Maynard Smith J. 1975. The Theory of Evolution. Cambridge: Cambridge University Press.

Maynard Smith J, Burian R, Kauffman S, Alberch P, Campbell J, Goodwin B, Lande R, Raup D, Wolpert L. 1985. Developmental Constraints and Evolution. Quart. Rev. Biol. 60:265-287.

Oster G, Alberch P. 1982. EVOLUTION AND BIFURCATION OF DEVELOPMENTAL PROGRAMS. Evolution 36:444-459.

Reeve HK, Sherman PW. 1993. Adaptation and the Goals of Evolutionary Research. Quarterly Review of Biology 68:1-32.

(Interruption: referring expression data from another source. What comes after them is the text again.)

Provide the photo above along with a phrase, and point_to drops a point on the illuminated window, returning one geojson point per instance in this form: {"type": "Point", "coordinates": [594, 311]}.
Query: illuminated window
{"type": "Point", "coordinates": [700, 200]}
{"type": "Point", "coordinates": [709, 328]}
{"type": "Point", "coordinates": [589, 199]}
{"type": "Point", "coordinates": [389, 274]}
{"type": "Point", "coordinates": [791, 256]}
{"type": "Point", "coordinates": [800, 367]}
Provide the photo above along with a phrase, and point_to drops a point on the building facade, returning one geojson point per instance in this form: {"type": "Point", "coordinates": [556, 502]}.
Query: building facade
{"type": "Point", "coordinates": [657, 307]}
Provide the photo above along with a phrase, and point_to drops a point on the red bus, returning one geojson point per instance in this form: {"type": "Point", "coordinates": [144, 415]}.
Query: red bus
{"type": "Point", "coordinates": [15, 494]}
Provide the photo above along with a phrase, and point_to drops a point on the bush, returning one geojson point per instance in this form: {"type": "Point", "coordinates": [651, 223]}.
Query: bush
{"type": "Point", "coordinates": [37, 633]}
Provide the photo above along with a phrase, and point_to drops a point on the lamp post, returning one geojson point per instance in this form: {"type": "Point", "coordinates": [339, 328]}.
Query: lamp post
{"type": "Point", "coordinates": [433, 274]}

Shallit J. 2005. Science, Pseudoscience, and The Three Stages of Truth. PDF

Vrba ES, Eldredge N. (benchmark; co-authors). 1984. Individuals, hierarchies and processes: towards a more complete evolutionary theory. Paleobiology 10:146-171.

Notes

[1] The key bits of prior art, to my knowledge are

• opposing pressures argument of Haldane (1927, 1932, 1933), Fisher (1930)
• verbal arguments of King (1971, 1972). See note 3.
• verbal theory of Vrba and Eldredge (1984). See note 2.
• Mani and Clarke (1990), which shows that mutational order is influential but treats it as a stochastic variable, rather than proposing a theory of biases and generalizing on that

[2] The piece by Vrba and Eldredge, 1984 is part of the paleo debate of the 1970s and 1980s. They use very general abstract language, following on early authors such as Oster and Alberch. They refer to biases in the introduction (or production) and sorting (reproductive sorting, to include selection or drift), making a neat dichotomy that they apply at each level of a hierarchy. So, clearly, they see this as a fundamental kind of causation that can be extrapolated to a hierarchy. The strange thing about the argument is the implicit assumption that biases in the introduction of variation are a kind of causation already recognized at the population level, which is not correct. So, the argument is not situated properly. And, because it includes no demonstration, one could not be sure (in 1984) whether the theory would actually work or not.

[3] King 1971 presents a verbal argument with a concrete example that is the closest thing I have seen to an earlier statement of the theory of Yampolsky and Stoltzfus (2001). First, he clearly means for this idea to be general. That is the significance of the diagram with the arrows coming out from a point in a blank space, with some pointing up (beneficial), some laterally (neutral), and many down (deleterious). I have used diagrams like that myself. So, he is clearly aiming for generality. But he has almost nothing to say on where the biases come from. His motivating example is the genetic code but he does not cite any other example. He does not reference prior art and does not explain how his theory is different. He does not offer proof of principle other than the verbal model. So, a reader would have to question whether this idea would be consistent with pop gen.

[4] I have seen this kind of reaction many times. Saying that chance affects evolution is a familiar thing. Evolutionary biologists are accustomed to a dichotomy of selection (or necessity) and chance, and it is familiar to invoke “chance” as if it were a cause. But it is not familiar in evolutionary biology to refer to generative processes as evolutionary causes that impose biases on the course of evolution. As of today, there is no language for this that is acceptable to traditionalists. So, when traditional thinkers are confronted with the theory of Yampolsky and Stoltzfus (2001), they often translate this into a familiar selection-vs-chance dichotomy and say that this is a theory about how “chance” affects evolution, or refer to “contingency.”